# Unorthodox sources of carbon/fertilizer



## frekwentflier (Oct 27, 2020)

I put down a couple of bags of cracked corn yesterday, and it got me thinking about all the other lawn "food" sources I've read about here. Alfalfa, coffee, and milk to name a few. This took me down the rabbit hole of what other common grocery store items might be useful. For example, I have an old bag of dog food that we found tucked away in the basement. It has to be over 5 years old, so I wouldn't feed it to my pup. Would you throw that down on the lawn? The nuggets are small enough I think it would go thru my spreader.  How about cat food? Bird feed?

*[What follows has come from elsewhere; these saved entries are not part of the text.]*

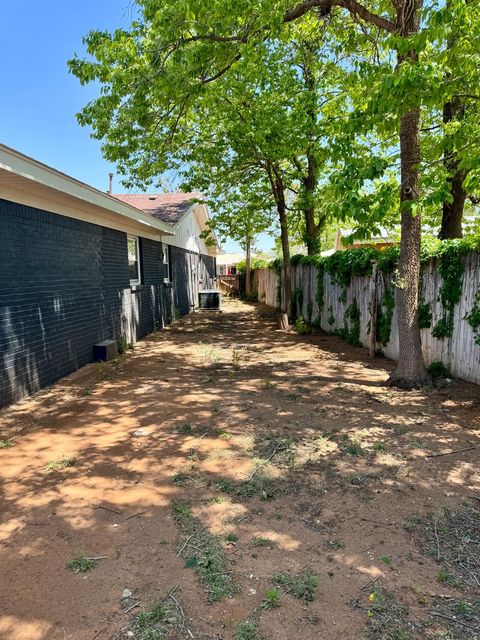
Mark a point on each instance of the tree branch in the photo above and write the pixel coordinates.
(353, 6)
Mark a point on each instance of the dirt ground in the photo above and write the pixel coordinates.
(268, 452)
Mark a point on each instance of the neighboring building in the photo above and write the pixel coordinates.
(187, 250)
(227, 263)
(381, 241)
(78, 266)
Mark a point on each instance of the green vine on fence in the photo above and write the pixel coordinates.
(385, 316)
(351, 333)
(473, 318)
(451, 268)
(425, 315)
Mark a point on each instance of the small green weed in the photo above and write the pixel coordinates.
(81, 564)
(184, 429)
(248, 630)
(271, 600)
(261, 486)
(62, 463)
(438, 371)
(353, 448)
(156, 622)
(181, 478)
(204, 553)
(258, 541)
(444, 577)
(231, 537)
(387, 619)
(302, 585)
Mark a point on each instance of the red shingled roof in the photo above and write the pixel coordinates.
(168, 207)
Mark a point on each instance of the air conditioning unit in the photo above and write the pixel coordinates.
(209, 299)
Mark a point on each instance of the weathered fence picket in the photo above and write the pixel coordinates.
(459, 352)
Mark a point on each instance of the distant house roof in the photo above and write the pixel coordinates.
(32, 183)
(167, 207)
(230, 258)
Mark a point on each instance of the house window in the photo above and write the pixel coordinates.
(166, 262)
(133, 260)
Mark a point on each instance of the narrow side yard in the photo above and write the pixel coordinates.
(225, 480)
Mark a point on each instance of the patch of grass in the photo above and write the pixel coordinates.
(260, 542)
(387, 619)
(231, 537)
(181, 478)
(261, 486)
(155, 622)
(453, 539)
(416, 443)
(184, 429)
(62, 463)
(271, 600)
(248, 630)
(412, 522)
(302, 585)
(461, 617)
(353, 448)
(81, 564)
(265, 384)
(444, 577)
(205, 554)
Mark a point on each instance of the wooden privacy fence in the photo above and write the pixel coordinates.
(347, 311)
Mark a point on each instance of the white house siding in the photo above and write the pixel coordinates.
(187, 235)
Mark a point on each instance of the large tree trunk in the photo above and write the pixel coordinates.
(452, 214)
(312, 233)
(286, 270)
(248, 271)
(410, 372)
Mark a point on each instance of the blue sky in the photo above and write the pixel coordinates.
(39, 98)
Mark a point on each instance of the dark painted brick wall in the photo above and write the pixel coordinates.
(64, 285)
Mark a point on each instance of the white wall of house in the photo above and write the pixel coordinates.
(187, 234)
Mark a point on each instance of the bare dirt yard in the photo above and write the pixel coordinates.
(228, 480)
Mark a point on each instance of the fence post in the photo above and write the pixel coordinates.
(373, 311)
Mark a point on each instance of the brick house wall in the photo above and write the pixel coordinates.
(64, 285)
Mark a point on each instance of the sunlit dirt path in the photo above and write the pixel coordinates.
(190, 416)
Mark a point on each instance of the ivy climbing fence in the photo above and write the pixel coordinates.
(449, 308)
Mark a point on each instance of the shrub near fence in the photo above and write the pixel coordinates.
(336, 299)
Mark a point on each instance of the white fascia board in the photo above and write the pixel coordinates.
(29, 169)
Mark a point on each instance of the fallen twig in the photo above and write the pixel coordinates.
(132, 516)
(99, 506)
(449, 453)
(456, 620)
(132, 606)
(263, 463)
(385, 524)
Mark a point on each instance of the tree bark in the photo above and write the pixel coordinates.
(287, 270)
(410, 372)
(248, 271)
(312, 230)
(452, 213)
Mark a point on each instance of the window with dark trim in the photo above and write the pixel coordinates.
(166, 262)
(133, 260)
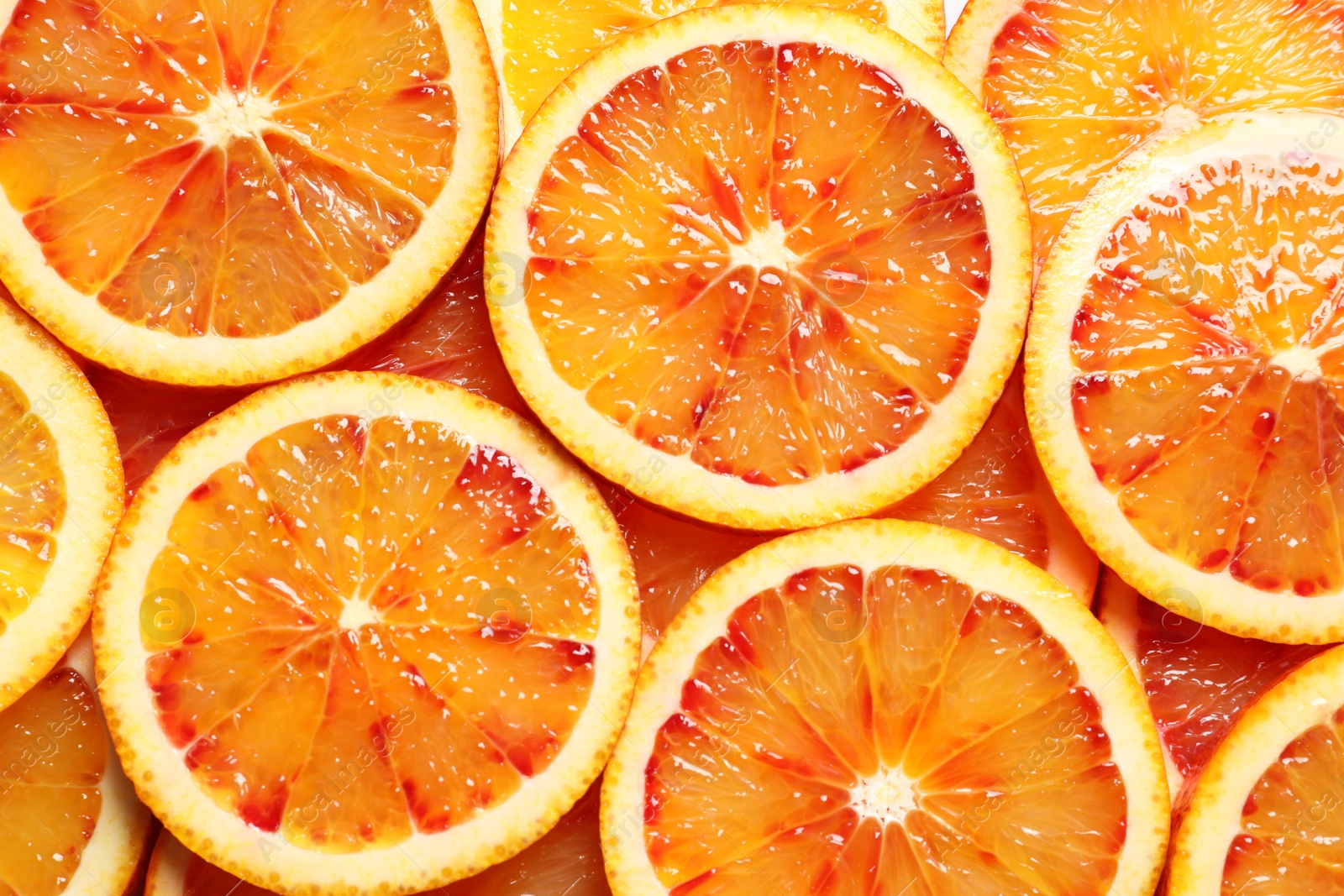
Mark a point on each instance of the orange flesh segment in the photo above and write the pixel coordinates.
(770, 318)
(1077, 85)
(1290, 836)
(33, 499)
(201, 174)
(54, 752)
(356, 586)
(819, 752)
(1209, 342)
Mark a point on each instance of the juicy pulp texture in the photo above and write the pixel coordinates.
(53, 757)
(33, 497)
(1077, 85)
(1290, 839)
(391, 631)
(765, 258)
(1211, 338)
(884, 732)
(206, 168)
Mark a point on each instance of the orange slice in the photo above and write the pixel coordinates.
(71, 824)
(535, 43)
(763, 266)
(366, 631)
(60, 497)
(885, 707)
(1263, 820)
(1184, 374)
(206, 194)
(1198, 680)
(1077, 85)
(568, 862)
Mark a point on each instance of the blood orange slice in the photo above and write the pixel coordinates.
(366, 631)
(537, 45)
(60, 497)
(1263, 819)
(1184, 374)
(885, 707)
(777, 254)
(71, 824)
(1198, 680)
(214, 195)
(1077, 85)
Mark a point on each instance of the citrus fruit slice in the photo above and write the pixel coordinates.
(1079, 83)
(206, 194)
(774, 250)
(1198, 680)
(366, 631)
(60, 497)
(537, 45)
(568, 862)
(71, 824)
(885, 707)
(1263, 819)
(1184, 374)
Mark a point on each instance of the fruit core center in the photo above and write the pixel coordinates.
(233, 114)
(889, 795)
(358, 613)
(765, 248)
(1299, 360)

What other "food" sources have people on this forum spread? We might be sitting on gold mines of fertilizer in our pantries.


----------



## SquirtandBurn (6 mo ago)

I just went down this rabbit hole a few weeks ago. The reason being is I have a new construction home and want to get some organic material in the soil. I was looking at the products marketed to lawns and the main ingredient was corn. The price IMO isn't worth for milled corn marketed to lawns. So that got me thinking why not just buy a few bushels from a local farmer. I'm not sold on using biosolids anymore. Once some data comes out about levels of PFAS in biosolids maybe I'll change my mind. I got a 5 gallon bucket of corn mixed with fines from a farmer that normally just dumps back into one of his fields. Cost me bottle of Pepsi. I milled it all down and put it down 20 lbs per 1,000. I'll get a 55 gallon drum from him this fall. But from what I have gathered if it's "organic" it will break down. The finer it is the faster it will break down. I would put that bag of dog food down. Might gets some animals eating it but no bid deal. If it was marketed for lawns it would probably be $40 for 15lb bag &#129315;


----------



## nemesis256 (Mar 27, 2021)

Definitely not bird seeds, you're going to get them growing instead.


----------



## Ridgerunner (May 16, 2017)

Or you could use the method of converting 5-8lbs of NPK into 80lbs of incorporated OM/M every year.


----------



## Pannellde (7 mo ago)

I am a homebrewer and it's been recommended i apply my spent grains to my lawn. I'd rather feed the deer with them.


----------



## Thick n Dense (May 7, 2019)

A new coner to the scene is wood pellets they make for smokers 
The pellets blow up like alfalfa does when wet

Supposedly the fungal stuff that wood atteacts is really good for the soil 
Aforementioned sources technically arent wood


----------



## Want2BS8ed (Jun 25, 2021)

I have a neighbor that spread decomposed zebra and giraffe poop last fall…

Helps when your family owns the local zoo! Thought it was kinda cool but felt sorry for him in the end. They used a front end loader to fill several pickup trucks loads and scooped a bunch of gravel in the process that had to be picked by hand.


----------



## Phids (Sep 24, 2020)

There's a source of organic material that Doc recommends, which is 16% Layer Crumble Poultry Feed, available at Tractor Supply:

https://www.tractorsupply.com/tsc/product/tractor-supply-dumor-16-layer-crumble-50-lb-3006316-306

I have used this several times and the cost is not too bad at under $20 for a 50-lb. bag. The feed spreads very nicely in a broadcast spreader, and it basically dissolves when water touches it.

If you want nitrogen, Princess Cut's Youtube Channel recently had a how-to video about applying diesel fluid to a lawn because it's made of about 32% Urea. You can get a few gallons at Walmart for around $10, which makes it quite affordable.


----------